Dealing with a loved one’s final days is challenging, emotional and difficult to face. There are so many questions to answer and feelings revealed. That is why hospice is a blessing to so many. Before you go boo-hooing, think again. Hospice is a graceful and comforting program that makes a very rough situation much more bearable.
Wednesday, hundreds filling the Hilton Anatole’s Grand Ballroom totally were on board with the hospice transition of life for the “Each Moment Matters” luncheon benefiting Faith Presbyterian Hospice.
Starting promptly at noon with the promise of ending at 1
p.m., Luncheon Co-Chairs Nell Carvell and Cyndy Monie headed up a well-run program from providing floor plan cards designating each person’s seat to Former Dallasites/actress Brynn Thayer flying in to be the featured speaker. She didn’t give a canned speech. No, she spoke from her recent experience in hospice care in dealing with her father Paul Thayer‘s death.
Admitting that her father was a “horrible, horrible patient,” she went on to admit that she had “very little idea of what hospice care did.” When the time came when caring for her father was overwhelming for Brynn and her mother,
88-year-old Margery Thayer, they realized that hospice was the solution. But in searching for hospice providers how does one know where to turn? Brynn looked in the Yellow Pages. There were many providers, but one struck her eye. It was the one with “faith” in its title — Faith Presbyterian Hospice. Brynn took it as a sign. She called at 5:30 on a Sunday afternoon and left a voice message. Within an hour she got a return call and started the journey into hospice care. Brynn learned that Faith not only provided much needed assistance for her father but for her and her mother. From the man who set up the hospital bed in their home, the nurse to the receptionist, Brynn described them as “angels disguised as humans.”
Speaking of angels, the luncheon was also an opportunity to recognize “53 people who have made each moment matter in the lives of others. Some of these people are still living and some are no longer with us.” The following people were called up to be recognized: Deedy and Rev.

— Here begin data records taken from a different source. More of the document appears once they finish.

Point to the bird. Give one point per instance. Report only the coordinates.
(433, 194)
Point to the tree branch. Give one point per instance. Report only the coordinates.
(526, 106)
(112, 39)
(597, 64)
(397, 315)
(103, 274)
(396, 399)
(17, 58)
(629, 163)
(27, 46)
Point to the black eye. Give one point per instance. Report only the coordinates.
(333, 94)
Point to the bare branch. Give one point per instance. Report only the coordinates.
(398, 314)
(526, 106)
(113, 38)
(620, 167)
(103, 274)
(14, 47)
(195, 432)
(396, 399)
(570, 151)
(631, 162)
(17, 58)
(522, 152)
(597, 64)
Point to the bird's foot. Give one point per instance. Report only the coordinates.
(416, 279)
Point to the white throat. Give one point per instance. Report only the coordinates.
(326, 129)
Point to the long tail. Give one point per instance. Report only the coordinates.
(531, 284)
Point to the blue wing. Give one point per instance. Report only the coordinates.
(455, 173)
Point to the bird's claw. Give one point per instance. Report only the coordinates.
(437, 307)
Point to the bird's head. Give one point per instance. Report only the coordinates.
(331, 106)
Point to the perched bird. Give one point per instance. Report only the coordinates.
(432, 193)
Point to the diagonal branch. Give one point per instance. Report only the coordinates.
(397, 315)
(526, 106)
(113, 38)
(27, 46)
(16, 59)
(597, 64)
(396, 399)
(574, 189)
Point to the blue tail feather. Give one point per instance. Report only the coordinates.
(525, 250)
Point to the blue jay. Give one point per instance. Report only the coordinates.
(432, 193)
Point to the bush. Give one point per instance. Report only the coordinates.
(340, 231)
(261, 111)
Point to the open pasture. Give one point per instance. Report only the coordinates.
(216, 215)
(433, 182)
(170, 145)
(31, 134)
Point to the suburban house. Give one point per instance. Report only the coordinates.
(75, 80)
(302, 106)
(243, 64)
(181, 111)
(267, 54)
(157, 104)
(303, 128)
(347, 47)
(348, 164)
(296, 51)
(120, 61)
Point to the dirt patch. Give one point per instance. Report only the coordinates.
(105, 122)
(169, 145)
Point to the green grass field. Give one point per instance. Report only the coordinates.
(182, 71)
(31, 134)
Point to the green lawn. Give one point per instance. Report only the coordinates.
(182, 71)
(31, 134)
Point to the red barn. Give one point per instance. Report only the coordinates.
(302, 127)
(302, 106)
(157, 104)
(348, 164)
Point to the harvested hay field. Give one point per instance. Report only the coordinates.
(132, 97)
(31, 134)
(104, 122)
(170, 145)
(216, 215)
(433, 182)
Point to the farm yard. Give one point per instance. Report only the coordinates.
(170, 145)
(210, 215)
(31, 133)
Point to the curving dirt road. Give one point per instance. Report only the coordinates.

Walter Bennett (Walter is deceased), Cynthia Brannum, Wanda Brice and Tom Brunner, Marti J. Carlin, Jim Carvell, Victoria Smith Downing, Paula Oliver Duckworth (deceased), Claire and Dwight Emanuelson, Jay Evans, John Evans, Rev. Wendy Fenn, Lillie Francis, Faye Gould, Bill Hammett, Douglas D. Hawthorne, Rita Hortenstine, Jan E. Langbein, Rev. Cynthia Weeks Logan, John Andrew Martin, Lynn McBee, Andrew N. Meyercord, Jan and Marc Myers, Pamela Nelson, Dr. Oscar C. Page, Ken Pickett, Barbara Pittenger, Joel Porter, Ken Reiser, Sue Ringle, Mary Hancock Rowe, Terese Stevenson, Martha Stowe, Bette Johnson Swinney, Becky Sykes, Larry Sykes, Billie and Gillis Thomas (Gil is deceased), Don A. Tidwell, Debbie Poole Tunnell, Larry Waisanen, Jean and Thomas Walter, Carolyn and Richard Walton (Richard is deceased), Judy Williamson, Dr. Linus D. Wright, Mary and Robert Wright and Cheri Cordet Zettel.
Well done, Brynn, the 53 folks who have made such an amazing difference, and the “angels disguised as humans.”